Hildur worked closely with the late Jóhann Jóhannsson (composer for The Theory Of Everything and Arrival), co-composing in the movie Mary Magdelene and performed cello on his last solo album Orphée. She also performed on movie scores for The Revenant, Sicario, and Prisoners and for her own solo albums.

Hildur Guðndóttir
Image via Hilduirness.com.

What I find specifically amazing about her work is that the wonders of technology have allowed many composers to be very self-sufficient. Going out to record natural sounds, in combination with your musical abilities, layering all of this with technology can create some of the most beautiful passages of music, and Hildur is at the forefront of this medium in the film industry.

Chernobyl: Beneath the soundtrack

After watching the first episode of the award-winning mini-series, I could have walked away after episode one and still grasped exactly why she won an Emmy and a Grammy award for this monumental soundtrack.
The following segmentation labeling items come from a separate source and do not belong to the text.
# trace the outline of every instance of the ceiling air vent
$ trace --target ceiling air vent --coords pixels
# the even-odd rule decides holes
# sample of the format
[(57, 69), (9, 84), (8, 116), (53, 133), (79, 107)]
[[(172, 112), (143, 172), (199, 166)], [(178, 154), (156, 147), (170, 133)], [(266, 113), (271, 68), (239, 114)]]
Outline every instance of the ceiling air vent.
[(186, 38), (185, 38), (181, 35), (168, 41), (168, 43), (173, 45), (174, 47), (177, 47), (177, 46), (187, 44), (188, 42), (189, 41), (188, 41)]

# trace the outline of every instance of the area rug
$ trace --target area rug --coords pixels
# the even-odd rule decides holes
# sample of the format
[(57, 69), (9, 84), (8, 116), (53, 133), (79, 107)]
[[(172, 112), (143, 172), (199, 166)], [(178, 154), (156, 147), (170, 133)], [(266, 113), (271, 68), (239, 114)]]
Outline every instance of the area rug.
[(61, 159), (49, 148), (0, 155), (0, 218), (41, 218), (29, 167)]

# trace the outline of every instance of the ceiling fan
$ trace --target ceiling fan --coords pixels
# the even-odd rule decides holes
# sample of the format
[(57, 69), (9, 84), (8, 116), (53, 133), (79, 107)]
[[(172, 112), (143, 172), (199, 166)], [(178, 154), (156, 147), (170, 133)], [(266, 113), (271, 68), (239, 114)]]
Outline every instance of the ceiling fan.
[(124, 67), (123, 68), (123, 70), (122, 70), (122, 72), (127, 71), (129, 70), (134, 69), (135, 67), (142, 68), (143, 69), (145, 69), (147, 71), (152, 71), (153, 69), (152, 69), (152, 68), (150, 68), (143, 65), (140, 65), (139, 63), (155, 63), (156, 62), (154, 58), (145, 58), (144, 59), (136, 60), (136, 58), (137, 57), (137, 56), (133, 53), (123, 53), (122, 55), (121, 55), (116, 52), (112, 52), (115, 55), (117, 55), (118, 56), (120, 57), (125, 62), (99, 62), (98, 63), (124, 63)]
I did a lot of research behind this soundtrack as I was so captivated by the industrial sounds and the unique style she went with. An abandoned power plant in Lithuania was the location for the mini-series. Hildur had the opportunity to record the sounds of this power plant before filming started

In an interview on Score: The Podcast, she shares that every sound heard in the score is from those field recordings. She also shares that she was merely observing and listening to this specific space.

Listening is one of the most important qualities to any creative out there. To a composer, she states how it helps in the process of composing a score to tell a story. Submerging herself in that environment, even wearing the full hazmat suit, worked highly in her favor.

So why is it brilliant?

I am no stranger to compositional techniques that include long, drawn-out drones that slowly develop. But, Hildur reigns supreme in this particular style. Her ability to blend recorded sounds into the scenes makes this score so great. The music becomes part of the scenery but in the most realistic way possible. Those low mechanical rumbles, along with those high ringing frequencies, are heard in most of the score.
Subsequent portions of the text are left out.